Teknoloji

Samsung SmartThings ile akıllı ev yönetimi daha pratik hâle geliyor

samsung smartthings

Samsung, SmartThings platformunu uzun zamandır geliştiriyor. Ancak bu geliştirmeler çoğu zaman göz ardı ediliyordu. Çünkü Google Home ya da Alexa gibi sistemler daha görünür ve pratik seçenekler olarak öne çıkıyordu. Yine de son aylarda SmartThings tarafında fark edilir bir dönüşüm yaşandı.

Galaxy Unpacked 2025 yaz etkinliğinde sahneye çıkan yenilikler, SmartThings platformunu gözden çıkarılacak bir sistem olmaktan çıkardı. Artık sadece birkaç menüden oluşan bir uygulama değil, ciddi anlamda kişiselleştirilebilir bir otomasyon deneyimi sunuyor. Bu dönüşümde Galaxy AI teknolojisinin katkısı çok büyük. Karmaşık sistemleri sadeleştirmek, platformun temel hedeflerinden biri hâline gelmiş durumda.
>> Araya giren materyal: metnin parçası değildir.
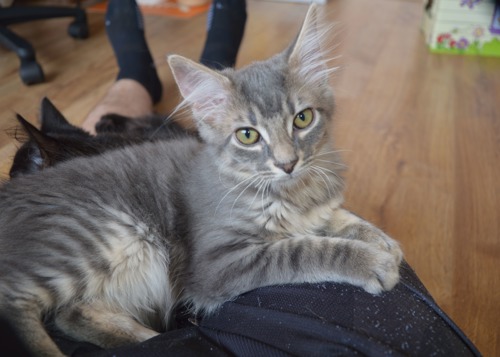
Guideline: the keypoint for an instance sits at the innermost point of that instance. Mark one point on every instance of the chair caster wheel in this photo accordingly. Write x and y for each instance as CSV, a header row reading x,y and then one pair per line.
x,y
78,29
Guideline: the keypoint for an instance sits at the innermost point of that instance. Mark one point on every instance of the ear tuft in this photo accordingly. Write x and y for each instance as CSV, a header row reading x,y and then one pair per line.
x,y
205,90
307,55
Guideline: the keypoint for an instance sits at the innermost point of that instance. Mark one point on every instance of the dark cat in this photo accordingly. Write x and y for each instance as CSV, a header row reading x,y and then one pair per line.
x,y
58,140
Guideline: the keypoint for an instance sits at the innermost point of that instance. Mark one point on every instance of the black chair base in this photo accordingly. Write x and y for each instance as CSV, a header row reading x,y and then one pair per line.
x,y
30,70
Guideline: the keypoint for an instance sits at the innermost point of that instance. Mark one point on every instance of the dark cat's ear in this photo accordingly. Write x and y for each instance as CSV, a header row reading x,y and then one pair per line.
x,y
205,90
46,145
33,155
52,121
306,56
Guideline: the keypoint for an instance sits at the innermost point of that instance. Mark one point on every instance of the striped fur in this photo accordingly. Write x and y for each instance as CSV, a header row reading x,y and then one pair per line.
x,y
107,245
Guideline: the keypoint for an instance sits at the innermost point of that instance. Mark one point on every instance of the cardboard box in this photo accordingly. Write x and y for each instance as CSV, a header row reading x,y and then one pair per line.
x,y
470,27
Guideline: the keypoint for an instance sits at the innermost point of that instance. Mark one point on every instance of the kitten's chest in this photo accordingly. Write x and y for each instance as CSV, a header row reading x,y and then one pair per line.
x,y
282,217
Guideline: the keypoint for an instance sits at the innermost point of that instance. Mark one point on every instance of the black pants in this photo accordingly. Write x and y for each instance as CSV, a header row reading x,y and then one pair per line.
x,y
323,319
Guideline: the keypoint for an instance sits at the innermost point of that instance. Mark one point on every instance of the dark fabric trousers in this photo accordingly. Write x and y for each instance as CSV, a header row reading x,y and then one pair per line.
x,y
323,319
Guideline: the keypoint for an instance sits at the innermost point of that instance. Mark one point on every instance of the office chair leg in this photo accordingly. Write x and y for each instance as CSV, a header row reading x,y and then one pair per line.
x,y
29,71
79,27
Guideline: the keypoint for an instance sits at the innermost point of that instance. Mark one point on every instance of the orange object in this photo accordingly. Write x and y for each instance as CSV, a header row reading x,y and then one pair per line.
x,y
174,8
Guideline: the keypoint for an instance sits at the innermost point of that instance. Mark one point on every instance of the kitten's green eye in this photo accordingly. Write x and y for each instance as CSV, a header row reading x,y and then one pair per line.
x,y
247,136
303,119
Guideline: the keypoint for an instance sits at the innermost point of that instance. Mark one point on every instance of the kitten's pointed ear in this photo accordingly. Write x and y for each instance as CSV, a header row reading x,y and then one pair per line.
x,y
205,90
51,118
306,55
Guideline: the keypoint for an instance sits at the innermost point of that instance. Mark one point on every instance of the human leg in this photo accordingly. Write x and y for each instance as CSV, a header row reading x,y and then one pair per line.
x,y
137,87
226,25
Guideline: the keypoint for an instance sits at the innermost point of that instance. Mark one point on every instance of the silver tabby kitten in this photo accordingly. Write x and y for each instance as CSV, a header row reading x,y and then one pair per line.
x,y
105,246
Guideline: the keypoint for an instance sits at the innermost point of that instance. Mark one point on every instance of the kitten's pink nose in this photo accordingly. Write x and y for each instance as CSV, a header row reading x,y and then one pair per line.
x,y
287,167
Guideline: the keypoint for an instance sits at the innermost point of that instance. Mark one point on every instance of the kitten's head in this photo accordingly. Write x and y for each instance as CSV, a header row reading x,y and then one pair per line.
x,y
270,118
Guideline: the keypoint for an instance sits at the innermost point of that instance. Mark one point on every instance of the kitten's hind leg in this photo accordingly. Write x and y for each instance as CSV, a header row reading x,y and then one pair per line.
x,y
92,322
26,323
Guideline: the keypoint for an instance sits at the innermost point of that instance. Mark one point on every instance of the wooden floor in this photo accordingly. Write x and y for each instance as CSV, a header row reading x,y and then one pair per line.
x,y
421,131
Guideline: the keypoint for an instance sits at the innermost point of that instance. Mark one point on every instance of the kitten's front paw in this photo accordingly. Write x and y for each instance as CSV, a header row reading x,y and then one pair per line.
x,y
382,272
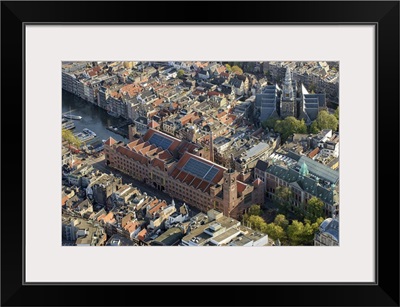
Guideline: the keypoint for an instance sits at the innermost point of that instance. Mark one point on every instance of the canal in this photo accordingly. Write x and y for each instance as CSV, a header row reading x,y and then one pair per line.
x,y
93,118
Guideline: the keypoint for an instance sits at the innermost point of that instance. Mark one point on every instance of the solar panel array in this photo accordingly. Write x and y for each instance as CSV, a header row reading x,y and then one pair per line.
x,y
160,141
200,169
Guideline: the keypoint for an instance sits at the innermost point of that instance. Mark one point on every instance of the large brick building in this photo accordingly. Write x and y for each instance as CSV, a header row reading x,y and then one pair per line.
x,y
180,169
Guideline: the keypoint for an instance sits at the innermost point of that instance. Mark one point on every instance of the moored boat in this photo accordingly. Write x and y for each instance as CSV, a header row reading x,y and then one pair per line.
x,y
71,116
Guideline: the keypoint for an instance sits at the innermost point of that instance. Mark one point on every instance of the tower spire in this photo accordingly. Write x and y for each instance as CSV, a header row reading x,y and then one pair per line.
x,y
288,76
211,147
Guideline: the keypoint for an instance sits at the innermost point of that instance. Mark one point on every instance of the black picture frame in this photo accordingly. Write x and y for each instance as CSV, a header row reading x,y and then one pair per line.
x,y
15,15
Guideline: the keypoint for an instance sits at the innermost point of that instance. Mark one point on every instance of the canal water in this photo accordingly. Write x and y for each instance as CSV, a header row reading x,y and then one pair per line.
x,y
93,118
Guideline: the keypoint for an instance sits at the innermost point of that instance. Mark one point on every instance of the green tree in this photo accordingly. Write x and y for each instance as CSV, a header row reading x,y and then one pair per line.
x,y
315,209
314,128
336,114
275,231
280,220
256,222
283,197
270,123
295,233
290,125
180,73
255,210
70,138
237,70
326,121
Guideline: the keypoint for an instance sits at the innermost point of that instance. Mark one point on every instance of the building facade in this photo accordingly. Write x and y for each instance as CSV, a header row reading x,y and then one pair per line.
x,y
179,168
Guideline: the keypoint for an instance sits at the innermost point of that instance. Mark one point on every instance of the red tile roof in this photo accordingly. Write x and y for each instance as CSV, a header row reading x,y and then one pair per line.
x,y
158,163
214,93
153,124
110,141
313,153
241,186
257,182
142,234
64,200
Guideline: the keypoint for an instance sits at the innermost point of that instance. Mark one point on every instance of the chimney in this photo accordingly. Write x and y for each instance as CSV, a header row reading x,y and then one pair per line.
x,y
211,147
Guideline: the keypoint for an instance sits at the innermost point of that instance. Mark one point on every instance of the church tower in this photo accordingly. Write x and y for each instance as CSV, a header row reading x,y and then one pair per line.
x,y
288,99
229,188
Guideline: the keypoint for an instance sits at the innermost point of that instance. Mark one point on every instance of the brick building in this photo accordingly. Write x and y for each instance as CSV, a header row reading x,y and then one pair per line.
x,y
180,169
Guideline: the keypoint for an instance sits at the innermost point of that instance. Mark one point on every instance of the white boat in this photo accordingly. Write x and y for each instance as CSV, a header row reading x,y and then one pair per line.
x,y
88,131
84,137
71,116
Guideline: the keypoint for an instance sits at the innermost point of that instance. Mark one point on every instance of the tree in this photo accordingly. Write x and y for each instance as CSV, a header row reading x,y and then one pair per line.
x,y
280,220
315,209
336,114
283,197
295,233
237,70
275,231
326,121
255,210
270,123
180,73
290,125
256,222
68,136
314,128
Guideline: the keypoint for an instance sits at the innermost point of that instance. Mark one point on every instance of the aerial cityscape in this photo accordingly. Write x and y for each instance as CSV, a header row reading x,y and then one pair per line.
x,y
200,153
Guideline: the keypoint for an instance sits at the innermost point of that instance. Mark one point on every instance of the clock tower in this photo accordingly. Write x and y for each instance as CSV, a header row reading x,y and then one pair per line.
x,y
288,99
229,188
Samsung SmartThings, yapay zekâyı merkeze alarak günlük işleri kolaylaştırıyor

Birçok kullanıcı için akıllı ev sistemlerinin karmaşıklığı hâlâ ciddi bir bariyer. SmartThings, “Rutin Oluşturma Asistanı” ile bu sorunu doğrudan hedef alıyor. Artık menüler arasında kaybolmadan, uygulamaya ne yapılacağını doğrudan söylemek yeterli. Örneğin, sabah 6:45’te ışıkların yavaşça açılması, ardından kahve makinesinin devreye girmesi gibi işlemleri tek seferde tanımlayabiliyorsunuz.
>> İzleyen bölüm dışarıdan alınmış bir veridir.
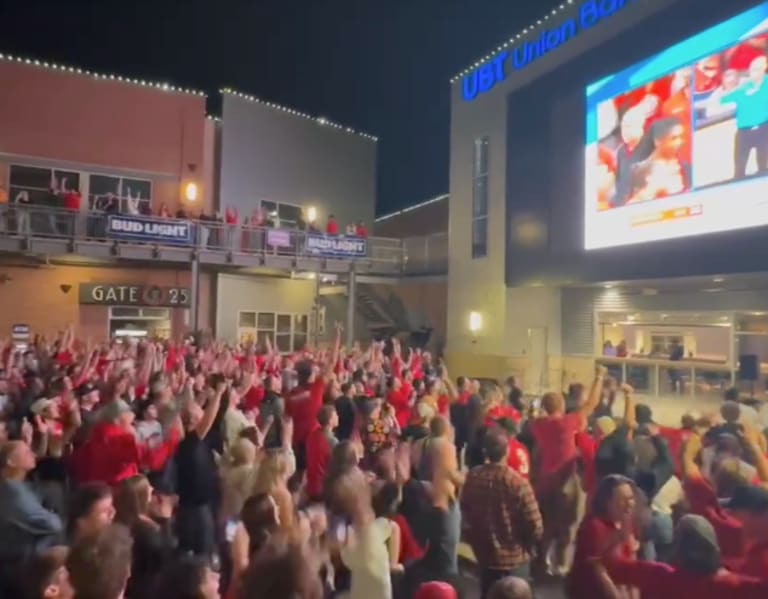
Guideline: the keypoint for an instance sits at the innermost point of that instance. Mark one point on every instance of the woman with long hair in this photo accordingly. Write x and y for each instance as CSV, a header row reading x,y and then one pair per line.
x,y
272,479
609,526
148,517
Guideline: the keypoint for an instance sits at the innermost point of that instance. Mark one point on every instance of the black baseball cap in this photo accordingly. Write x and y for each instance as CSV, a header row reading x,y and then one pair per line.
x,y
749,498
86,388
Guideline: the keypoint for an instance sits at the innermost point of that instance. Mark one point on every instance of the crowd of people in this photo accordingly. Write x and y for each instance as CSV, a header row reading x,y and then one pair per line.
x,y
16,211
202,469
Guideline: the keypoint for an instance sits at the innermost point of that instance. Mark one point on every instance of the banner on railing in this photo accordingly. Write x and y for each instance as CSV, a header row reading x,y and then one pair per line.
x,y
140,228
336,247
278,238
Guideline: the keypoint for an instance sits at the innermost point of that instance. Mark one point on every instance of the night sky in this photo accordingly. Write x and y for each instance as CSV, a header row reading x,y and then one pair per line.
x,y
382,66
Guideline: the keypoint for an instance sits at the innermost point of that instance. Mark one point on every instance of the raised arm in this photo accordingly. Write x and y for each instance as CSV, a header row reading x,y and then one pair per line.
x,y
594,393
751,436
691,449
211,409
629,407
Daha da iyisi, bu işlemlerin zamanlamasıyla ilgili detaylar da göz önünde bulunduruluyor. Gecikmeli eylemler özelliği sayesinde, tüm bu adımlar arasında aralıklar tanımlamak çok kolay. Eskiden her biri ayrı ayrı menülerden ayarlanırken, şimdi sesli komutla aynı anda programlanabiliyor. Bu da süreci sıradan kullanıcılar için erişilebilir kılıyor.

Akıllı ev sistemlerinde genellikle tek bir kullanıcının ihtiyaçlarına odaklanılıyor. Fakat SmartThings, “Çalıştırmadan Önce Onayla” gibi özelliklerle daha karmaşık senaryoları da desteklemeye başladı. Örneğin, güvenlik sistemini aktive etmeden önce evde başka biri var mı diye kontrol edebiliyor. Bu da ortak yaşam alanlarında sistemin güvenliğini artırıyor.

SmartThings’in en dikkat çeken güncellemelerinden biri ise “Sanal Ev” arayüzü. Bu özellik, daha önce beta sürecindeydi fakat artık tüm kullanıcılar tarafından erişilebilir. Kullanıcılar, cihazlarını fiziksel olarak kurmadan önce sanal ortamda deneme imkânı buluyor. Bu da kurulum sürecinde ciddi bir zaman ve emek tasarrufu sağlıyor.

Sanal Ev’e hem mobil uygulamadan hem de web üzerinden ulaşılabiliyor. Ancak masaüstü versiyonun donanım açısından biraz talepkâr olduğunu da belirtmek gerek. Özellikle düşük sistemli cihazlarda yavaş çalışabiliyor. Buna rağmen deneyimleme açısından sağladığı esneklik oldukça değerli.

Samsung, SmartThings platformuna Apple Watch uyumluluğu konusunda da yeni bir dokunuş getirdi. Artık bilekten cihazlar arası geçiş yapmak daha hızlı hale geldi. Görünürde küçük bir değişiklik olsa da, mobil cihaza bağımlılığı azaltması bakımından önemli. Akıllı saat üzerinden kontrol, günlük kullanımda kayda değer bir kolaylık sağlıyor.

Bunun yanında SmartThings Find özelliği de daha paylaşılabilir hale getirildi. Kayıp bir cihazı bulmak için artık sadece bir bağlantı göndermek yeterli oluyor. Bu bağlantı, Android’in dışında iOS gibi farklı platformlardan da açılabiliyor. Böylece cihaz bulma süreci daha fazla kişiyle kolaylıkla paylaşılabiliyor.

Son olarak Calm Onboarding sistemi de küresel çapta yaygınlaşıyor. Yeni cihazların sisteme tanıtılmasını kolaylaştıran bu rehber, şu anda 14 ülkede aktif. Ancak yıl sonuna kadar bu sayı 58’e çıkacak. Böylece cihaz kurulumu daha az teknik bilgiyle tamamlanabilir hale geliyor.